1年間の変化として、甲状腺機能低下症スコアの有意な変化は認めなかった。(プラセボ群0.2±15.3、レボチロキシン投与群0.2±14.4)レボチロキシン投与による副次的なアウトカム(QOLスコア、握力、血圧、BMI、腹囲)についても有益な差はみられなかった。また、事前に想定された重大な有害事象についても認められなかった。
Discussion
今回の試験は、統計的に主要アウトカムを評価するには十分な症例数だったと考えられる。小さな規模の観察研究などでは、甲状腺機能低下症スコアや疲労スコアの変化を示していたが、いずれも短い観察期間におけるレボチロキシン投与による治療効果の比較だった。過去には、高齢者を対象とした質の高いランダム化比較試験は行われていたが、症例数が120人以下で、十分な規模とは言えなかった。潜在性甲状腺機能低下症では、情報処理能力が低下すると示唆されているが、今回の試験で行った文字コードテストの結果からは、明らかな差は示されなかった。同様に血圧、体重、腹囲、BMI、ADL(Barthel Index)、IADLでも治療効果の差は認めなかった。また、レボチロキシン投与群における有害な甲状腺機能亢進症の発現は認めず、プラセボ群においても、心房細動、心不全、骨折、骨粗鬆症など想定されていた有害事象については認めなかった。過去の観察研究においても、治療による有害事象のリスク上昇は示されていない。

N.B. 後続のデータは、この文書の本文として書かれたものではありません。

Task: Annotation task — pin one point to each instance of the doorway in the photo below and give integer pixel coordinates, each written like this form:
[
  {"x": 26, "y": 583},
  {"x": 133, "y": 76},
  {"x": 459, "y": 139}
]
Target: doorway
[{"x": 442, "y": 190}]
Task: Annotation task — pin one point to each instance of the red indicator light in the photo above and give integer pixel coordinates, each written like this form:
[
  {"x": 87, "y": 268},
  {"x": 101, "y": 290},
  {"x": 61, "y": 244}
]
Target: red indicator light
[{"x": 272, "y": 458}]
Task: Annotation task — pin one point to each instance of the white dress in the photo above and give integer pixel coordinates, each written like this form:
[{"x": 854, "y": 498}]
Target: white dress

今回の研究の限界としては、治療目標を一部の権威者が示しているTSH値(0.40~2.50mIU/L)ではなく、最近の高齢者に対するレボチロキシン治療のガイドラインに示されているTSH値(0.40~4.60mIU/L)を採用していることが挙げられる。限界の2つ目としては、TSH値が10mIU/Lを超えていた少数の対象者については、サブグループ解析が十分にできておらず、治療効果のメリットについては明らかにできなかった。限界の3つ目としては、対象者の症状の程度が軽く、より症状の強い場合の可能性については除外できていない。4つ目としては、甲状腺の抗体値を測定していないため、抗体の有無による差と、抗体を有している場合に長期間の治療で差が生じた可能性は評価できていない。最後に心血管イベントや死亡率に及ぼす効果を評価するには至っておらず、治療による心血管系への保護作用や有害性の可能性は、除外できていない。